Passfoto Alice HaarburgerDie Malerin Alice Haarburger, die am 16. 11. 1891 in Reutlingen geboren und am  26.3.1942 in Riga am Zielort der ersten Deportation der jüdischen Bevölkerung Stuttgarts erschossen wurde, war Deutsche und Stuttgarterin aus vollem Herzen. Ihr Vater Friedrich Haarburger, (1855-1920) war einer der wohlhabendsten Fabrikanten des angehenden 20. Jahrhunderts. Mit einer bahnbrechenden Kunststoffproduktion in seiner Firma Julius Vottelers Nachfolger G.m.b.H. in Reutlingen hat er Industriegeschichte geschrieben. Die Mutter Fanny, geb.
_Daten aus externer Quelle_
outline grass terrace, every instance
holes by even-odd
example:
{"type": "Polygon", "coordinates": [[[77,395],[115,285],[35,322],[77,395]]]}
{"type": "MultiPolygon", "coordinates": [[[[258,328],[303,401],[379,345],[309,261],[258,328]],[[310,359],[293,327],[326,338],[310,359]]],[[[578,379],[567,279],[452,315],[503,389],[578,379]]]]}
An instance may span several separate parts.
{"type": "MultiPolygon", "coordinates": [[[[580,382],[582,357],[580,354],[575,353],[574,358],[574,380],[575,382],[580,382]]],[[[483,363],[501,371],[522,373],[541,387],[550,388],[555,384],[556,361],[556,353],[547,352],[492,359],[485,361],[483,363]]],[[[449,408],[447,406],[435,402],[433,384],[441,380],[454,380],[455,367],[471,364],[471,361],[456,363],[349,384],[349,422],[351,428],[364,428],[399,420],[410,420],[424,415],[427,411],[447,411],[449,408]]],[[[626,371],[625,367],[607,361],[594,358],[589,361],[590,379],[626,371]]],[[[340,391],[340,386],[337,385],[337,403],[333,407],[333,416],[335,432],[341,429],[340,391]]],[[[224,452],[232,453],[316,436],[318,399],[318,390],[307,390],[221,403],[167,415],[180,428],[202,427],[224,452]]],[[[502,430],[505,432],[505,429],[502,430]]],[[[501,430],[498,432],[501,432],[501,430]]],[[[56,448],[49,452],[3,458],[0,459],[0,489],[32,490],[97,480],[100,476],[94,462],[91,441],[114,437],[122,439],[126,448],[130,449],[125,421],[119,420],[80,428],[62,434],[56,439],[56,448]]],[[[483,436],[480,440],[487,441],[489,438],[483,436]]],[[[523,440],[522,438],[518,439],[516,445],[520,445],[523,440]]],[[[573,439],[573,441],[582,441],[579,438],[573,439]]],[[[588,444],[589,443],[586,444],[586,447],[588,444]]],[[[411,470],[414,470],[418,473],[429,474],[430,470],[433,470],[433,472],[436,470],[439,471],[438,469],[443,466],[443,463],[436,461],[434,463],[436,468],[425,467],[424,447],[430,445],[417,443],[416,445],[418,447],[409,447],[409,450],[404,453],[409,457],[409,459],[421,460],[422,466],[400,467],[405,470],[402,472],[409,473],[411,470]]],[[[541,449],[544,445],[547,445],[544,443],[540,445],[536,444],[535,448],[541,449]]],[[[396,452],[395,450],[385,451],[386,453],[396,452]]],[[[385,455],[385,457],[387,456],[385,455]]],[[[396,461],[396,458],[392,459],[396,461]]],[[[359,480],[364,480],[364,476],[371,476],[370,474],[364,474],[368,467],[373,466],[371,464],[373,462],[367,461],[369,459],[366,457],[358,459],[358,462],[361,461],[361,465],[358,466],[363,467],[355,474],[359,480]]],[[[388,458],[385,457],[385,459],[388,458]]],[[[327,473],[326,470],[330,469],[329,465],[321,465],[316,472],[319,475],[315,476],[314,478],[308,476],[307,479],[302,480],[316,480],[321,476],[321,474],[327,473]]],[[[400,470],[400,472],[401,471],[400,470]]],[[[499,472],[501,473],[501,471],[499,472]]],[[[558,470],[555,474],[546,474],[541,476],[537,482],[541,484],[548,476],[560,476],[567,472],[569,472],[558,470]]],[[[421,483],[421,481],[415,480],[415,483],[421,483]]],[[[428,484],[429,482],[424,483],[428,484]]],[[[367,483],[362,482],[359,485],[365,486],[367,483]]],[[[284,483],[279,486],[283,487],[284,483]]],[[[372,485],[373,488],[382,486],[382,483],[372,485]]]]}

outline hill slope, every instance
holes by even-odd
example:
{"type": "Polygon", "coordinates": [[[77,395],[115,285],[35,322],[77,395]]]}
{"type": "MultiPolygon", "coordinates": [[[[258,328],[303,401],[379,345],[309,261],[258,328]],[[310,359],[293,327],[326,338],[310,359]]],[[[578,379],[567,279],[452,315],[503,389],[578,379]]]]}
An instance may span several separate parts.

Hess, (1868-1942) war eine Urenkelin des bedeutenden jüdischen Buchhändlers und Emanzipators der Juden Württembergs Isaak Hess aus Ellwangen (1789-1866). Die Familie zog im Jahr 1903 nach Stuttgart, um den drei Kindern Alice, Karl (1893-1935) und Ernst (1897-1927) in der württembergischen Residenz eine bessere Schul- und Berufsausbildung zu ermöglichen. Das vom Vater 1902 geplante und erbaute Haus in der Danneckerstraße 36 zeugt noch heute von den ursprünglichen Eigentümern und Bewohnern; die stilisiert-verschnörkelten Initialen FH sind über dem Toreingang des stattlichen dreigeschossigen Hauses im Süden Stuttgarts zu sehen. Von der Rückseite aus öffnet sich der Ausblick auf die Stuttgarter Stadtlandschaft.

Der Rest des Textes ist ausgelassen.